In order to comply with the nuclear technology deal reached in July with outside powers, Iran has to ship out or otherwise get rid of all uranium enriched at more than 5% if it’s not used for a civilian research reactor in Tehran. The Wall Street Journal reported Dec. 8 that Iran is looking at Kazakhstan as a destination for the uranium it cannot keep, and that the US is helping to broker the arrangement.

Much of the talk thus far has been for Russia to serve as the destination for the highly enriched uranium. But given Russia’s current frosty relations with the West, the selection of Kazakhstan would be shrewd.

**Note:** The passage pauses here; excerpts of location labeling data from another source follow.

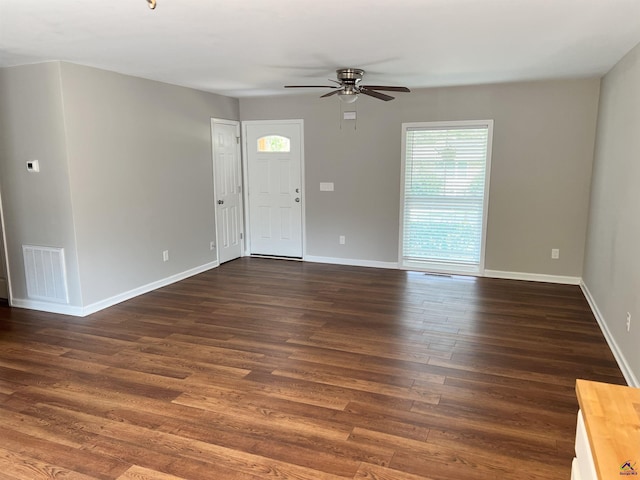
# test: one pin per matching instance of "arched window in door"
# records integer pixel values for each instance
(274, 143)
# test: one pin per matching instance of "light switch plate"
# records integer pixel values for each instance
(33, 166)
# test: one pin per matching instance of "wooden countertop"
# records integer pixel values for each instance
(612, 419)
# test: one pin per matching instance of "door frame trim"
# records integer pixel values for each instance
(245, 179)
(236, 124)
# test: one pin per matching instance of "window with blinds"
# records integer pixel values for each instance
(445, 189)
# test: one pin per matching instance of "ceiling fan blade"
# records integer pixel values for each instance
(310, 86)
(330, 93)
(373, 93)
(388, 89)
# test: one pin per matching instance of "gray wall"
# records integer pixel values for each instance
(37, 206)
(540, 178)
(612, 258)
(141, 177)
(126, 172)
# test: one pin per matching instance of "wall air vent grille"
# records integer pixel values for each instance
(45, 273)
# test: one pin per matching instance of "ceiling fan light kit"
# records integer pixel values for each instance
(349, 87)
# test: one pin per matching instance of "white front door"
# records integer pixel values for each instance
(228, 188)
(274, 187)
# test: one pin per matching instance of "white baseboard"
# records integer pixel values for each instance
(351, 262)
(533, 277)
(613, 346)
(109, 302)
(49, 307)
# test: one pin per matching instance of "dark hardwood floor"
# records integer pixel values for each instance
(268, 369)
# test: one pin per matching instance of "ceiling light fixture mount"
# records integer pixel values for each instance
(349, 87)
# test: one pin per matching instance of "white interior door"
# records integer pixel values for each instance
(274, 187)
(228, 188)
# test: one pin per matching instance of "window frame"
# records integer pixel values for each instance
(446, 267)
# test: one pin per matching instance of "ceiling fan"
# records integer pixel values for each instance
(349, 86)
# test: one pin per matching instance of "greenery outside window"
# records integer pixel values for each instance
(445, 186)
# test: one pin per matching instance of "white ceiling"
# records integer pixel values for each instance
(254, 47)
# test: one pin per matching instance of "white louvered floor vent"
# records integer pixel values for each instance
(45, 273)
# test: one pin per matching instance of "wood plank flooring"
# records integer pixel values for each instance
(270, 369)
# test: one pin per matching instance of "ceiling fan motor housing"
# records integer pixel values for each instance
(349, 76)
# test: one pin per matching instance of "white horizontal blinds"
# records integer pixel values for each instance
(444, 194)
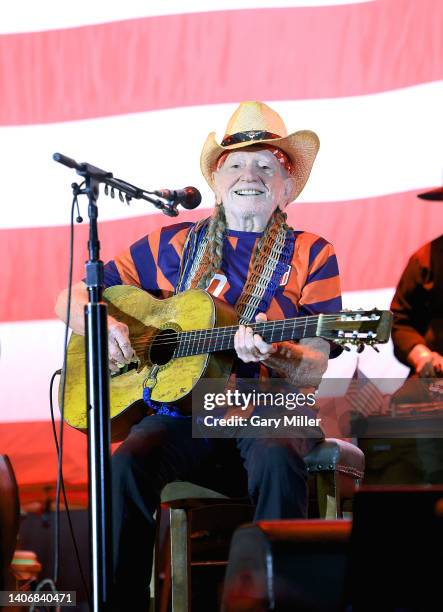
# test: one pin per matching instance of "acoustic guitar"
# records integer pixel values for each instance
(182, 339)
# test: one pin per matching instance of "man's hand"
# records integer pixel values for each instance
(250, 346)
(426, 363)
(302, 364)
(119, 345)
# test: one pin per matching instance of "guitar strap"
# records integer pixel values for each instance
(269, 267)
(271, 264)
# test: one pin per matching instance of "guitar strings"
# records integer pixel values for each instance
(217, 333)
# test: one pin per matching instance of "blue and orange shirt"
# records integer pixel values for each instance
(311, 284)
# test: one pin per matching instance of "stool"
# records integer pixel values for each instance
(287, 565)
(195, 524)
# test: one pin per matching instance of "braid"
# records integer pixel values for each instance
(278, 219)
(213, 254)
(212, 257)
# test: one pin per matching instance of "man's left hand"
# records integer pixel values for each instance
(250, 346)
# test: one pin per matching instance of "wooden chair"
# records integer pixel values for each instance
(195, 524)
(9, 519)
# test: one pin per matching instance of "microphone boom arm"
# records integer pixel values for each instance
(166, 205)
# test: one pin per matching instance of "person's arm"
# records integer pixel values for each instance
(411, 319)
(305, 362)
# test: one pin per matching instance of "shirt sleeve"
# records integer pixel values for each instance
(152, 263)
(410, 321)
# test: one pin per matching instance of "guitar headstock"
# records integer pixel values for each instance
(358, 327)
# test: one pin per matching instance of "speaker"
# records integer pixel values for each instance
(396, 551)
(287, 566)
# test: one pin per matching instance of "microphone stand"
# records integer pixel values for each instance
(97, 378)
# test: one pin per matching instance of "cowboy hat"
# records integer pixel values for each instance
(256, 123)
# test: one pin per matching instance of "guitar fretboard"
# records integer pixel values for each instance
(202, 341)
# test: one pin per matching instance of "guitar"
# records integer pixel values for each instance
(179, 340)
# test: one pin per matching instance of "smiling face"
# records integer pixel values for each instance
(251, 184)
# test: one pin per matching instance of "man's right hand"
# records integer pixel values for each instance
(119, 345)
(426, 363)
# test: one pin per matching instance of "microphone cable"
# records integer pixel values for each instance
(60, 486)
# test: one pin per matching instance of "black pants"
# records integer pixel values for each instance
(160, 449)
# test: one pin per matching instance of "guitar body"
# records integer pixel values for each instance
(152, 324)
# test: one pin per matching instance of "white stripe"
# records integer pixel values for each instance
(27, 16)
(31, 351)
(371, 145)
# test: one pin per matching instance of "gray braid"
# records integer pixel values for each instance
(216, 236)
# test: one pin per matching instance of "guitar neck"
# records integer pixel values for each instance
(201, 341)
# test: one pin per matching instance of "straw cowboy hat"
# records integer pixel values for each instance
(256, 123)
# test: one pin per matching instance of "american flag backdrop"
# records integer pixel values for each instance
(135, 87)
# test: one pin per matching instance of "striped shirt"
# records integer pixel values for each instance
(311, 284)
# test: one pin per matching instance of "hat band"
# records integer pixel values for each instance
(247, 136)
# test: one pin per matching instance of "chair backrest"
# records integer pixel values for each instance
(9, 517)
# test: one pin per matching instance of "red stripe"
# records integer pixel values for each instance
(182, 60)
(373, 239)
(30, 446)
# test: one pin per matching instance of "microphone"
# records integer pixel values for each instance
(189, 197)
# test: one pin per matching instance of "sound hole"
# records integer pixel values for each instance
(163, 347)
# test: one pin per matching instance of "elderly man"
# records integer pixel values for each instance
(255, 173)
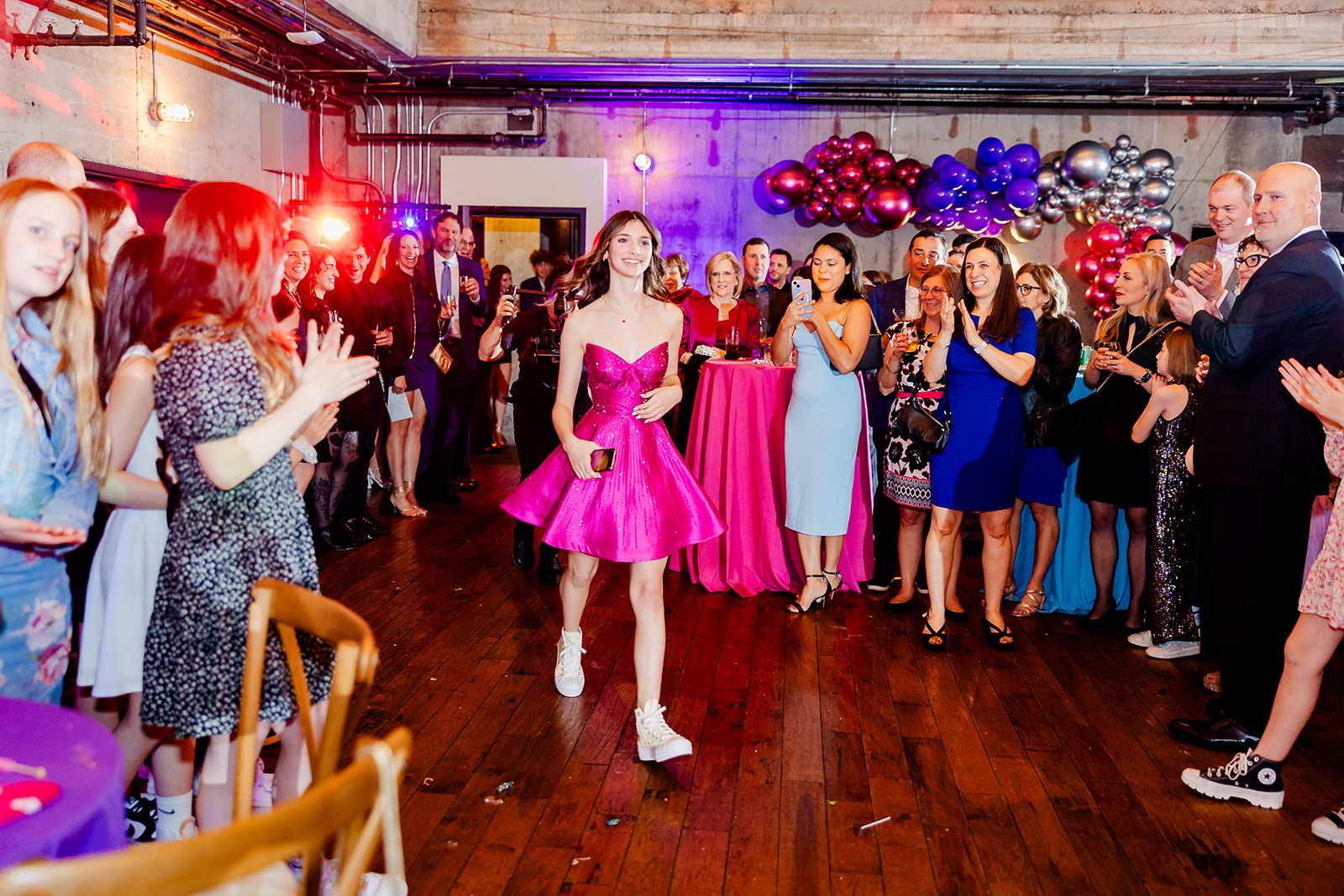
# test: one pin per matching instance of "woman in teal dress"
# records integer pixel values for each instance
(987, 358)
(826, 417)
(51, 437)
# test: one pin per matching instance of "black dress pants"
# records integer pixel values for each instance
(1253, 548)
(452, 453)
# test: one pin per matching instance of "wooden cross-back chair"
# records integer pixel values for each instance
(349, 806)
(292, 607)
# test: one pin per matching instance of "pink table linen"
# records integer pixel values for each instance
(737, 453)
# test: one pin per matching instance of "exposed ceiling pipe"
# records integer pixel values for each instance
(403, 137)
(112, 39)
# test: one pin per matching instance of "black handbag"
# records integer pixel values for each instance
(922, 427)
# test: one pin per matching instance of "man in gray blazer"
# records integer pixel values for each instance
(1207, 264)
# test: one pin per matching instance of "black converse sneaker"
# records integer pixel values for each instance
(1331, 826)
(1247, 777)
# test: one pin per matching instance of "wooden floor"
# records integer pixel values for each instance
(1046, 770)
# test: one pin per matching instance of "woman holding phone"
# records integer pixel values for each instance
(617, 490)
(830, 328)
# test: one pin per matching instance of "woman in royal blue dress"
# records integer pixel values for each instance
(987, 359)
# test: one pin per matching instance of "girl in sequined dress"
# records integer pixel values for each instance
(1168, 425)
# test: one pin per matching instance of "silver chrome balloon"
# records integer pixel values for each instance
(1086, 163)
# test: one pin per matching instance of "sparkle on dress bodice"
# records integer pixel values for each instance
(616, 383)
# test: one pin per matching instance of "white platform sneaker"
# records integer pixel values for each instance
(569, 663)
(658, 741)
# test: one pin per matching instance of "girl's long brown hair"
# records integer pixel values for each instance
(69, 316)
(591, 277)
(223, 246)
(105, 208)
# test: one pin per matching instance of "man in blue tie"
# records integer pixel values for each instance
(445, 450)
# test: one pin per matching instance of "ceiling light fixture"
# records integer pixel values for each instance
(304, 38)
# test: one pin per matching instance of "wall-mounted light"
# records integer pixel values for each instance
(333, 228)
(171, 112)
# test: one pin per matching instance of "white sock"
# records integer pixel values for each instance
(172, 813)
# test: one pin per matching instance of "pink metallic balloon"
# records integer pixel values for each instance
(887, 204)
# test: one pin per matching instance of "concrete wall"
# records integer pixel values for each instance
(96, 102)
(707, 161)
(1085, 29)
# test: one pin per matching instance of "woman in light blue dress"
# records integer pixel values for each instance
(51, 441)
(826, 416)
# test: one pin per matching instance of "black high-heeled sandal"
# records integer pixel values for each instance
(999, 638)
(934, 638)
(793, 606)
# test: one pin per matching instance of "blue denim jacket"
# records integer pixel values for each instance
(40, 479)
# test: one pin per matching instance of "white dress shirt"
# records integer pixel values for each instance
(448, 293)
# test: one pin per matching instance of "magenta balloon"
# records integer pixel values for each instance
(847, 204)
(850, 175)
(864, 144)
(887, 204)
(1105, 237)
(1088, 268)
(880, 164)
(788, 184)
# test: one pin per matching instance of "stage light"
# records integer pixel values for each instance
(171, 112)
(333, 228)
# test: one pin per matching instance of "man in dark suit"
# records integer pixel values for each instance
(894, 301)
(1207, 264)
(1258, 453)
(459, 284)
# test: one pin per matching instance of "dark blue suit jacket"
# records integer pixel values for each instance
(467, 311)
(889, 304)
(1249, 432)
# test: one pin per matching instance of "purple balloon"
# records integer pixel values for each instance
(1023, 159)
(991, 150)
(1021, 194)
(788, 184)
(938, 197)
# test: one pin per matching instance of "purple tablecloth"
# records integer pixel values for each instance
(80, 755)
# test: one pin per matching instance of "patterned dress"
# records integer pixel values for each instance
(1171, 527)
(1323, 594)
(219, 544)
(905, 477)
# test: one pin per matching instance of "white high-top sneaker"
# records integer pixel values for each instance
(658, 741)
(569, 663)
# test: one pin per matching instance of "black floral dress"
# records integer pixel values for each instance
(905, 476)
(219, 544)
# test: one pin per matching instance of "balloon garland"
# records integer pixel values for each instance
(1119, 192)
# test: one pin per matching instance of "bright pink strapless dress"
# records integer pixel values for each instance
(648, 506)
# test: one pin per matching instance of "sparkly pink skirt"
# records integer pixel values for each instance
(647, 506)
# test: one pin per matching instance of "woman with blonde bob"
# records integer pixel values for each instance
(232, 396)
(1112, 469)
(53, 446)
(1059, 343)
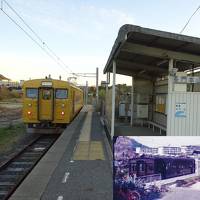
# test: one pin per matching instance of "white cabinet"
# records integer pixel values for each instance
(142, 98)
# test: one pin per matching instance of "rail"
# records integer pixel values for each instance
(14, 171)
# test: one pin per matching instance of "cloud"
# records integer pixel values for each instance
(74, 18)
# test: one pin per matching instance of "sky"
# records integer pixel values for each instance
(81, 33)
(153, 141)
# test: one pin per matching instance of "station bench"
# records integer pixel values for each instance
(155, 125)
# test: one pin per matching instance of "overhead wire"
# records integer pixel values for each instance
(43, 44)
(188, 21)
(54, 57)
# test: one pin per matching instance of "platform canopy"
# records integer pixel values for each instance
(143, 52)
(2, 78)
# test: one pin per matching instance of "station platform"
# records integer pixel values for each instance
(77, 167)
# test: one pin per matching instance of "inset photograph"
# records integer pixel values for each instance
(150, 168)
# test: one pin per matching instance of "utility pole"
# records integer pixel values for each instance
(86, 93)
(97, 87)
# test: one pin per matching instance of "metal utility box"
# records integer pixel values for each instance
(142, 98)
(183, 113)
(142, 111)
(122, 107)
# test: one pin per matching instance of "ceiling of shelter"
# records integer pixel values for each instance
(142, 52)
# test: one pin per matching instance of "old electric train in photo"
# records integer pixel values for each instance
(49, 103)
(167, 167)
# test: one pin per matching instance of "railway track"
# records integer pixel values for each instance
(14, 171)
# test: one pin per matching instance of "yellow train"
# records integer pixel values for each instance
(50, 103)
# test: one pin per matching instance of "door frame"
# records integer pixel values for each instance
(52, 99)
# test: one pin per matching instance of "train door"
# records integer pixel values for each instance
(73, 104)
(141, 168)
(45, 104)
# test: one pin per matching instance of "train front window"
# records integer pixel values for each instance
(46, 94)
(61, 94)
(32, 93)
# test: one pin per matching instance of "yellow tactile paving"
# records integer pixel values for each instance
(92, 150)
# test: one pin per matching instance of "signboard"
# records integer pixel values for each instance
(180, 110)
(186, 79)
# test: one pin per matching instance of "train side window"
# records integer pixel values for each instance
(46, 94)
(141, 167)
(61, 94)
(32, 93)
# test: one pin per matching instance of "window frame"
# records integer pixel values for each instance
(65, 89)
(36, 97)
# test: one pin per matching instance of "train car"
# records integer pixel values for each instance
(173, 167)
(167, 167)
(50, 103)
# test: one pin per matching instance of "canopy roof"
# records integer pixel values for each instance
(3, 78)
(144, 52)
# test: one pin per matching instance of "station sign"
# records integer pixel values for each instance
(187, 79)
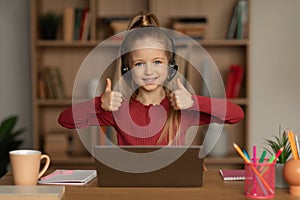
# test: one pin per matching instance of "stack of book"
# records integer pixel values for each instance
(76, 24)
(194, 27)
(50, 84)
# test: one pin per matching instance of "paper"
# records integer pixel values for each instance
(233, 175)
(38, 192)
(69, 177)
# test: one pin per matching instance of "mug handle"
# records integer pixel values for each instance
(45, 166)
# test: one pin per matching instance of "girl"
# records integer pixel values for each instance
(147, 111)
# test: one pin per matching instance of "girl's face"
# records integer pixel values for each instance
(149, 68)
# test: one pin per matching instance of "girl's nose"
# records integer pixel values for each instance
(148, 69)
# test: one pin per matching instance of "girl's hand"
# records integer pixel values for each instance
(181, 99)
(111, 100)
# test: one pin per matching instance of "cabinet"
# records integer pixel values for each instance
(69, 55)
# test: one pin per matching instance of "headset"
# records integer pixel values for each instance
(173, 67)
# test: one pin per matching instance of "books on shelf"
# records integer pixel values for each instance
(76, 23)
(238, 26)
(37, 192)
(50, 84)
(234, 81)
(194, 27)
(232, 174)
(68, 177)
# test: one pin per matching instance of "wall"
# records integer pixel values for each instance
(15, 81)
(275, 68)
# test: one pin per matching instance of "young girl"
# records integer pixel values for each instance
(148, 112)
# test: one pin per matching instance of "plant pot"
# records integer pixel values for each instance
(279, 178)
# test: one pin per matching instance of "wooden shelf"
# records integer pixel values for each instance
(68, 102)
(62, 43)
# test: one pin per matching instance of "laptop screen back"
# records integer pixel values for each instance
(172, 167)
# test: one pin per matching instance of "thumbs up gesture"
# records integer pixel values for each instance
(111, 100)
(181, 98)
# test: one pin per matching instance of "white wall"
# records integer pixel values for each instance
(15, 92)
(275, 68)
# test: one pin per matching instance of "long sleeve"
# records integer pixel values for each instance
(213, 110)
(82, 115)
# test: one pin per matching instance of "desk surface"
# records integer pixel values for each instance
(213, 188)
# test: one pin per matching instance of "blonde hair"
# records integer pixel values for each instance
(151, 22)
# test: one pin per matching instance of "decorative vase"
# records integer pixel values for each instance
(279, 178)
(291, 173)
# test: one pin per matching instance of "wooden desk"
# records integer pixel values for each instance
(213, 188)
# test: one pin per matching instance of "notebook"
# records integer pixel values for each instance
(233, 174)
(184, 171)
(37, 192)
(68, 177)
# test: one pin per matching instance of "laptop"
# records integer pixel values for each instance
(148, 166)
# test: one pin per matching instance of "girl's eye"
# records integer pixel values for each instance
(139, 64)
(157, 62)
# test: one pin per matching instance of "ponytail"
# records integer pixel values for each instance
(143, 20)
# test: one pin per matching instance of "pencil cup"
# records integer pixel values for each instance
(291, 173)
(260, 180)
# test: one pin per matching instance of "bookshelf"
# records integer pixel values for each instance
(68, 56)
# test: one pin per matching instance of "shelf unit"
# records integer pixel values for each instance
(68, 56)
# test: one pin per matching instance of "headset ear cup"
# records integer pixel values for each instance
(124, 69)
(173, 67)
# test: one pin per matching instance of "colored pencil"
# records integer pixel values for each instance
(262, 157)
(292, 144)
(297, 145)
(237, 148)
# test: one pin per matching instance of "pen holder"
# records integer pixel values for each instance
(260, 180)
(291, 173)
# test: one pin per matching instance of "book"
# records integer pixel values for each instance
(68, 177)
(233, 174)
(68, 24)
(233, 23)
(37, 192)
(194, 27)
(242, 22)
(234, 81)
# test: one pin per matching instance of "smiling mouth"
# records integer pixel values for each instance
(149, 80)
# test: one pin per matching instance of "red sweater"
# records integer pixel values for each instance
(142, 125)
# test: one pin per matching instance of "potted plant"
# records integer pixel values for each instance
(274, 145)
(8, 141)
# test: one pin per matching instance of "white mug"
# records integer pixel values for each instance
(25, 165)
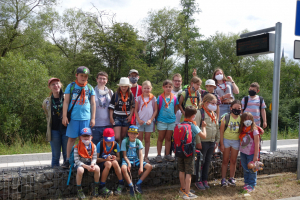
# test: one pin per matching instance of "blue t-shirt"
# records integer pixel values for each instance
(166, 115)
(80, 112)
(131, 153)
(107, 149)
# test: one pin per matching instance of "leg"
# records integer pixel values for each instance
(107, 166)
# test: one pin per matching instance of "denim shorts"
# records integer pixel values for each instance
(161, 126)
(146, 128)
(121, 120)
(232, 143)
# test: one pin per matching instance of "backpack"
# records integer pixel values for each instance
(183, 144)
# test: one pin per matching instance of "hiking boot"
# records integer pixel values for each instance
(205, 184)
(231, 181)
(105, 192)
(224, 182)
(66, 164)
(169, 158)
(158, 158)
(119, 189)
(80, 194)
(200, 185)
(138, 188)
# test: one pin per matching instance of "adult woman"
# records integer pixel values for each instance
(56, 132)
(226, 87)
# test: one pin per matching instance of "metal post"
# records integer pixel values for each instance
(276, 82)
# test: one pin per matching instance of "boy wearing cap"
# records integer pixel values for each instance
(82, 112)
(136, 89)
(132, 149)
(108, 155)
(85, 157)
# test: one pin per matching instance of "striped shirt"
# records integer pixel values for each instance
(253, 107)
(80, 160)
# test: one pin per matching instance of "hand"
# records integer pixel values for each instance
(92, 123)
(140, 170)
(65, 121)
(203, 124)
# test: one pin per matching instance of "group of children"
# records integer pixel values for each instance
(199, 110)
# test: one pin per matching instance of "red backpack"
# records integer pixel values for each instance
(183, 144)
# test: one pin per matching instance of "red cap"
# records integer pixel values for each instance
(52, 79)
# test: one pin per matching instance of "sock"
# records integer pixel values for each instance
(139, 182)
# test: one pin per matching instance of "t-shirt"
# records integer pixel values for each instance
(146, 113)
(232, 131)
(118, 108)
(253, 107)
(220, 89)
(135, 94)
(131, 153)
(80, 112)
(102, 103)
(107, 149)
(247, 144)
(167, 115)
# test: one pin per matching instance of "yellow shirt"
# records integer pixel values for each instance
(232, 131)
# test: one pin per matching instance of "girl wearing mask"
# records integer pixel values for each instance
(229, 141)
(226, 87)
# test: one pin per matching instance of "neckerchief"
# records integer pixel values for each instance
(124, 101)
(82, 151)
(82, 96)
(212, 115)
(189, 120)
(146, 103)
(167, 103)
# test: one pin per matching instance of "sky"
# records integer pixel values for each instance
(232, 16)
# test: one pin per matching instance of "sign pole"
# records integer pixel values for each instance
(276, 84)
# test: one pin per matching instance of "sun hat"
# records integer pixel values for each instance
(124, 81)
(109, 135)
(210, 82)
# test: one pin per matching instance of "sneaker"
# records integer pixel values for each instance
(224, 182)
(119, 189)
(105, 192)
(80, 194)
(200, 185)
(205, 184)
(158, 158)
(169, 158)
(231, 181)
(66, 164)
(138, 188)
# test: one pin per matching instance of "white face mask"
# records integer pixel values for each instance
(247, 123)
(212, 107)
(219, 77)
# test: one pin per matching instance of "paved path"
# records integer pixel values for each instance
(42, 159)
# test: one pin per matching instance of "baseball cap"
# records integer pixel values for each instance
(210, 82)
(109, 135)
(133, 71)
(52, 79)
(83, 70)
(86, 131)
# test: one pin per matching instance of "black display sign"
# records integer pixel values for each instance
(259, 44)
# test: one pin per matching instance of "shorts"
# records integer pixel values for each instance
(186, 164)
(231, 143)
(161, 126)
(146, 128)
(137, 163)
(121, 120)
(75, 126)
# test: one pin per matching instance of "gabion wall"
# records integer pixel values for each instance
(45, 182)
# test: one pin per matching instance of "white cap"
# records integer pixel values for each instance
(124, 81)
(210, 82)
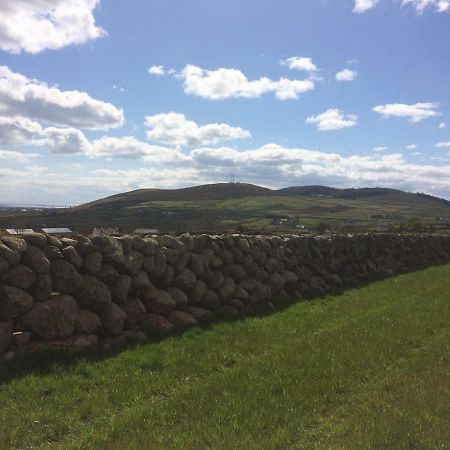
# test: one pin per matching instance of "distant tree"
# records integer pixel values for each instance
(321, 227)
(414, 224)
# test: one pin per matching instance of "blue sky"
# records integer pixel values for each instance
(100, 97)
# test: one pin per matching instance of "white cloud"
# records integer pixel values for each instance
(362, 6)
(156, 70)
(333, 119)
(299, 63)
(232, 83)
(18, 131)
(36, 25)
(17, 156)
(174, 129)
(65, 141)
(415, 113)
(346, 75)
(128, 147)
(70, 141)
(269, 165)
(421, 5)
(24, 97)
(161, 70)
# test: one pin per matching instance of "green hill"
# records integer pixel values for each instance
(231, 206)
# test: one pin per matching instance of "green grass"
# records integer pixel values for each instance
(368, 369)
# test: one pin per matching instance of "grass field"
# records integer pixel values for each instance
(368, 369)
(204, 212)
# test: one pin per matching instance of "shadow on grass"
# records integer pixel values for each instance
(45, 363)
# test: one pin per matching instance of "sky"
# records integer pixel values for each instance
(104, 96)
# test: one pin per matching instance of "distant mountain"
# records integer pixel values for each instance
(228, 191)
(233, 206)
(219, 191)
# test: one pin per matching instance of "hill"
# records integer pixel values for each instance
(229, 206)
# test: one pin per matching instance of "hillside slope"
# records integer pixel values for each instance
(227, 206)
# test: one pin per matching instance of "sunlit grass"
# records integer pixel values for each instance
(365, 369)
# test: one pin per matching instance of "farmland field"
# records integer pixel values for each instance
(369, 368)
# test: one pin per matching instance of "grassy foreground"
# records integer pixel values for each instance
(368, 369)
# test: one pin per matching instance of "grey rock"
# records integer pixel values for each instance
(43, 287)
(19, 276)
(93, 262)
(87, 322)
(182, 319)
(72, 256)
(36, 239)
(13, 302)
(108, 274)
(173, 243)
(198, 292)
(94, 295)
(66, 279)
(134, 310)
(54, 318)
(112, 319)
(162, 303)
(178, 295)
(16, 244)
(10, 256)
(120, 289)
(35, 258)
(4, 266)
(133, 261)
(209, 301)
(156, 325)
(185, 280)
(6, 334)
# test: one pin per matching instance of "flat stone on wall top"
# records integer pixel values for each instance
(72, 293)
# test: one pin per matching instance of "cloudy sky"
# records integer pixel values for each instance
(104, 96)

Kazakhstan gave up its own nuclear arsenal after the Soviet Union broke up, part of the surrender carried out in a cloak-and-dagger operation described in David Hoffman’s Pulitzer Prize-winning The Dead Hand.

In addition, president Nursultan Nazarbayev held two rounds of the so-called P5+1 nuclear talks between Iran and world powers in 2013.

In the late 1980s, Nazarbayev—leader of Kazakhstan even then—played a similar go-between role during the closing years of the Soviet Union. He mediated between Soviet leader Mikhail Gorbachev and his bitter rival Boris Yeltsin, and was trusted by both, and by the United States.